É interessante observar as mudanças de papéis e o movimento rumo à atuação no governo federal, de pessoas que trabalharam na experiência de Belo Horizonte. Algumas delas foram procuradas pela Pastoral de Rua para apoiar os catadores, antes mesmo de ser construído o programa de coleta seletiva. Além disso, essas pessoas já possuíam relações de proximidade, seja profissionalmente ou de amizade. Na construção tanto da experiência de Belo Horizonte, quanto no desenvolvimento de políticas no governo federal, estão envolvidas pessoas que, para além da relação institucional, possuem relações de proximidade e/ou de grande envolvimento pessoal com a causa dos catadores.

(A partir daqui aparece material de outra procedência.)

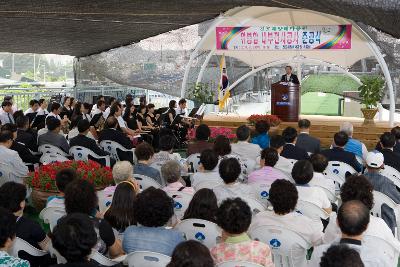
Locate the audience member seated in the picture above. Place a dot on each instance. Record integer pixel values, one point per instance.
(283, 196)
(6, 114)
(18, 170)
(262, 138)
(7, 237)
(191, 253)
(353, 145)
(305, 140)
(80, 196)
(302, 173)
(171, 173)
(167, 143)
(267, 173)
(277, 142)
(337, 152)
(74, 237)
(243, 148)
(382, 184)
(229, 171)
(234, 217)
(153, 209)
(12, 198)
(110, 133)
(33, 107)
(201, 143)
(341, 255)
(53, 137)
(122, 171)
(203, 206)
(82, 140)
(359, 188)
(23, 152)
(207, 169)
(353, 219)
(63, 178)
(391, 158)
(144, 154)
(24, 135)
(290, 151)
(120, 214)
(319, 163)
(222, 147)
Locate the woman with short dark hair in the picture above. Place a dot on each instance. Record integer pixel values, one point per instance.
(234, 217)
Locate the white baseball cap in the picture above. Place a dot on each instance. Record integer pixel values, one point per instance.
(375, 159)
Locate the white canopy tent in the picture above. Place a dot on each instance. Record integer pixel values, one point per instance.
(362, 45)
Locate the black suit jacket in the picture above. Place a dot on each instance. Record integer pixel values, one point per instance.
(293, 78)
(27, 138)
(308, 143)
(116, 136)
(89, 143)
(290, 151)
(338, 154)
(391, 158)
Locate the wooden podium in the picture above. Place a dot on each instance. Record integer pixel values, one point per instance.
(285, 101)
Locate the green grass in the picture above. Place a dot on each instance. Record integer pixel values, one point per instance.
(314, 103)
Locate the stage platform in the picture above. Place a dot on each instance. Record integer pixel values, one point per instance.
(323, 127)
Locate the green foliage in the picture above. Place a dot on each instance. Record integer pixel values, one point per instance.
(201, 93)
(371, 90)
(328, 83)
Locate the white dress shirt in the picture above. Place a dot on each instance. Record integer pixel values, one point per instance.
(246, 150)
(17, 167)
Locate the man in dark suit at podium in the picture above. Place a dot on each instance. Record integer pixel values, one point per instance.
(289, 76)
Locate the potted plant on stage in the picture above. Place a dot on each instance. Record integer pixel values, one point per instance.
(43, 184)
(371, 92)
(201, 93)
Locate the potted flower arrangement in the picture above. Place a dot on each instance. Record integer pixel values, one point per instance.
(43, 184)
(272, 120)
(371, 92)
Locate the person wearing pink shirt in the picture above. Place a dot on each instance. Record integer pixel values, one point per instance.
(171, 173)
(267, 173)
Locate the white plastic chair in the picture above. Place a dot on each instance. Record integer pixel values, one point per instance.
(311, 210)
(147, 259)
(203, 231)
(181, 202)
(105, 200)
(387, 251)
(50, 158)
(261, 190)
(254, 205)
(51, 215)
(392, 174)
(238, 264)
(283, 243)
(104, 261)
(379, 200)
(5, 171)
(22, 245)
(47, 148)
(194, 162)
(83, 153)
(210, 184)
(113, 147)
(145, 181)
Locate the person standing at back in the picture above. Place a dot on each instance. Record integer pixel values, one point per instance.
(305, 140)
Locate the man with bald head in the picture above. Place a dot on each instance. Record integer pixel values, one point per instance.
(111, 133)
(353, 219)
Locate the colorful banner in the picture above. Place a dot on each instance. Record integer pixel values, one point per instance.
(284, 37)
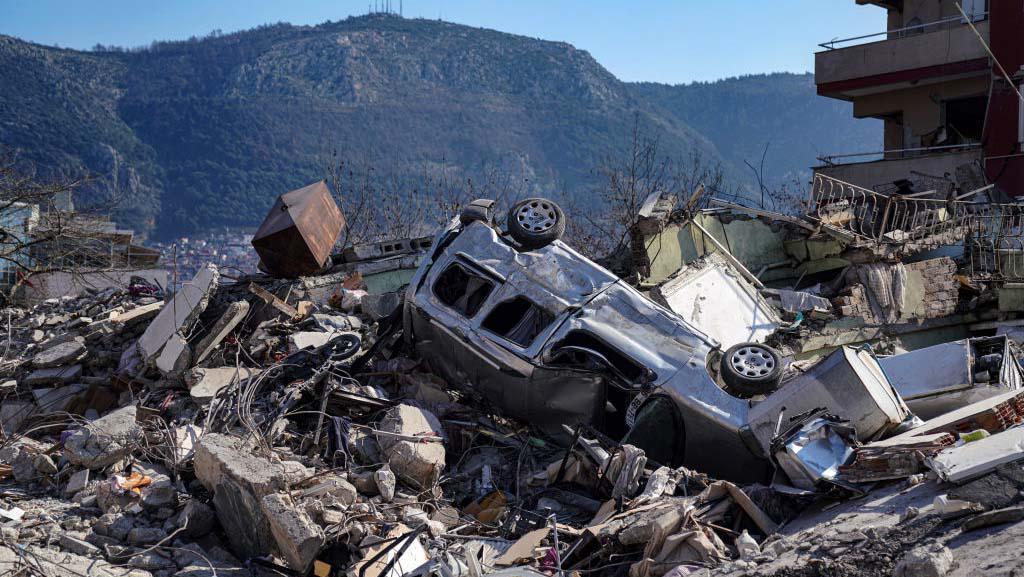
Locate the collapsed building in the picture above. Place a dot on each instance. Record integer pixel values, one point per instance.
(758, 393)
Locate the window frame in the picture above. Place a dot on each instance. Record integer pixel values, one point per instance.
(470, 271)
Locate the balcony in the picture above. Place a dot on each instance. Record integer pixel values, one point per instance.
(933, 51)
(881, 169)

Também é importante ressaltar o vínculo com a Igreja Católica de parte das pessoas envolvidas na construção de políticas para os catadores. A Igreja Católica, tanto em Belo Horizonte, como em âmbito nacional, com o MNCR, tem um papel fundamental na organização dos catadores e na articulação de uma rede de apoio.

Outro aspecto interessante foi o fato de militantes do fórum, representando diversas organizações da sociedade civil ligadas ao tema no país, terem passado a ocupar cargos do executivo federal, denotando mudanças de papéis e novas implicações na relação entre governo e sociedade civil. Além disso, os avanços na construção de ações, programas e políticas voltadas para os catadores no governo federal ocorreu em um contexto político favorável e com o então presidente envolvendo-se pessoalmente na questão.

Vale ressaltar que os comentários tecidos acima são de caráter exploratório, apontando alguns aspectos para análises em estudos futuros, uma vez que não é o foco dessa pesquisa analisar essas questões.